Punitive damages were made possible by the 1991 Act. Another important first—the
right to trial by jury—also was provided, clearly creating a new level of volatility
and increased exposure for employers. Not surprisingly, this jury trial/punitive
damages combination already has led to several large and disquieting case results.
Inadequate or inaccurate disclosure, including financial reporting, was cited
as the single most important issue in 6 percent of claims, compared to 10 percent
last year and 8 percent in 1990. Disclosure and financial reporting replaced
mergers and acquisitions as the most frequently cited general D&O claim issue
in our survey results 6 years ago and remained the leading cause of D&O claims
until 3 years ago. If we include claims related to stock offerings as well,
more than 7 percent of all D&O claims were reported because of disclosure issues
in general. Many of these newer disclosure claims are because of alleged violations
of Section 10(b) of the 1934 Act and SEC Rule 10b‑5 promulgated thereunder.
Such claims relate to securities trading decisions made on the basis of allegedly
inadequate or inaccurate disclosure by the corporation that led to financial
loss.
Of the 972 claims reported as closed by U.S. participants, 203 were dropped
by the claimant, and the majority of those not dropped were closed without an
indemnity payment being made. The average defense cost on all closed claims
reported by U.S. participants (excluding those in which no defense costs were
given) was about $0.7 million, down from $0.8 million last year. The comparable
result for Canadian participants was $0.4 million, as was the case in last year’s
survey. Recall that all data for U.S. participants is in U.S. dollars, and in
Canadian dollars for Canadian participants.
In the case of closed claims where third-party indemnity payment was made,
the indemnity paid to the claimant by U.S. survey participants averaged $2.74
million, down 15 percent from our prior survey. This reduction is attributable
to significant increases in the number of participants with smaller asset sizes
and the number of (lower cost) employee claims. We believe the trend in shareholder
claims costs as reported by U.S. participants is more representative: Average
indemnity paid to such claimants in this survey was at an all-time high of $8.67
million, compared with $7.16 million last year and $7.51 million 2 years ago.
A similar trend was reported for claims from employees, which saw the average
indemnity paid climb to $306,000 from $287,000 in the prior survey.
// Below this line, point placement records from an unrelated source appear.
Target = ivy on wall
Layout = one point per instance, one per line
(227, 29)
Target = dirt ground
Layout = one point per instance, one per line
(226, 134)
The average nonzero indemnity payment among Canadian survey participants
was about $0.7 million. This is down from about $0.9 million in last year’s
survey but still more than double the comparable result from our 1991 Canadian
survey.
Note that these amounts for indemnity paid to claimants and defense costs
have not been trended or adjusted to current economic conditions. Our average
(as reported) closed claim indemnity payment of $2.74 million for 1999 survey
respondents, adjusted for trends and closed claim bias, translates into an expected
future loss of more than $10 million for claims made in 1999, especially if
we add defense costs to these nonzero indemnities.